De tels traitement de données à des fins d’amélioration des connaissances scientifiques se retrouvent notamment dans le cadre d’études observationnelles, à savoir les traitements de données à caractère personnel ayant pour finalité la réalisation de recherches, d’études et évaluation dans le domaine de la santé ne répondant pas à la définition des recherches impliquant la personne humaine et présentant un caractère d’intérêt public, objet de la méthodologie de référence MR-004.

Dans le cadre de telles recherches, la MR-004 prévoit que des données directement identifiantes peuvent être traitées.

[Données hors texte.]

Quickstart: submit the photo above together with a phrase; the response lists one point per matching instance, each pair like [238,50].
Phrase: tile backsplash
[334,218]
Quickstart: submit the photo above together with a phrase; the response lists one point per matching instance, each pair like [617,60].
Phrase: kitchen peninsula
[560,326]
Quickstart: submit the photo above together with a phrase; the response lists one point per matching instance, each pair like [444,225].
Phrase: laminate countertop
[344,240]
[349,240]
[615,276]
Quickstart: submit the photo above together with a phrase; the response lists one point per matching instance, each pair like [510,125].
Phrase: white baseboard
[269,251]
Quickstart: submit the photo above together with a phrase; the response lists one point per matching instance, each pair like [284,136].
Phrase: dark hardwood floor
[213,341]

Pour autant, cette méthodologie de référence n’impose pas que les sous-traitants du responsable de traitement soient des hébergeurs de donnée de santé certifiés HDS. La MR-004 se contente de rappeler que le responsable de traitement doit, lorsqu’il fait appel à un sous-traitant :

  • s’assurer que celui-ci présente des garanties suffisantes quant à la mise en œuvre de mesures techniques et organisationnelles appropriées de manière à ce que le traitement réponde aux exigences du RGPD, de la loi « informatique et libertés » et garantisse la protection des droits de la personne concernée ;
  • conclure un contrat ou autre acte juridique précisant les obligations de chaque partie et reprenant les dispositions de l’article 28 du RGPD.

 

Force est donc de constater qu’il existe une différence notable entre la collecte de données dans le cadre du soin « classique » et celle réalisée dans le cadre d’un accès précoce ou compassionnel. Dans la première situation les données, qui seraient éventuellement hébergées auprès d’un tiers, sont des données directement identifiantes, alors que celles collectées dans le cadre d’un accès précoce ou d’un accès compassionnel (tout comme pour une recherche !) sont des données pseudonymisées c’est-à-dire indirectement identifiantes.

 

  • Une différence de traitement injustifiée

 

En synthèse, les référentiels relatifs aux autorisations d’accès précoce et compassionnel imposent que les sous-traitants du responsable de traitement soient certifiés HDS pour l’hébergement, le stockage et la conservation des données, alors même que ces données ont déjà fait l’objet d’un niveau de sécurisation, au moyen de la pseudonymisation ; lorsqu’en parallèle, la MR-004 n’impose pas une telle obligation pour des traitements de données directement identifiantes.

Pourquoi une telle différence de traitement est-elle instaurée ?

 

Solenne PINATEL, Avocate

 

[1] Point 7
[2] Article 4.6 du RS-003 et 4.5 du RS-004.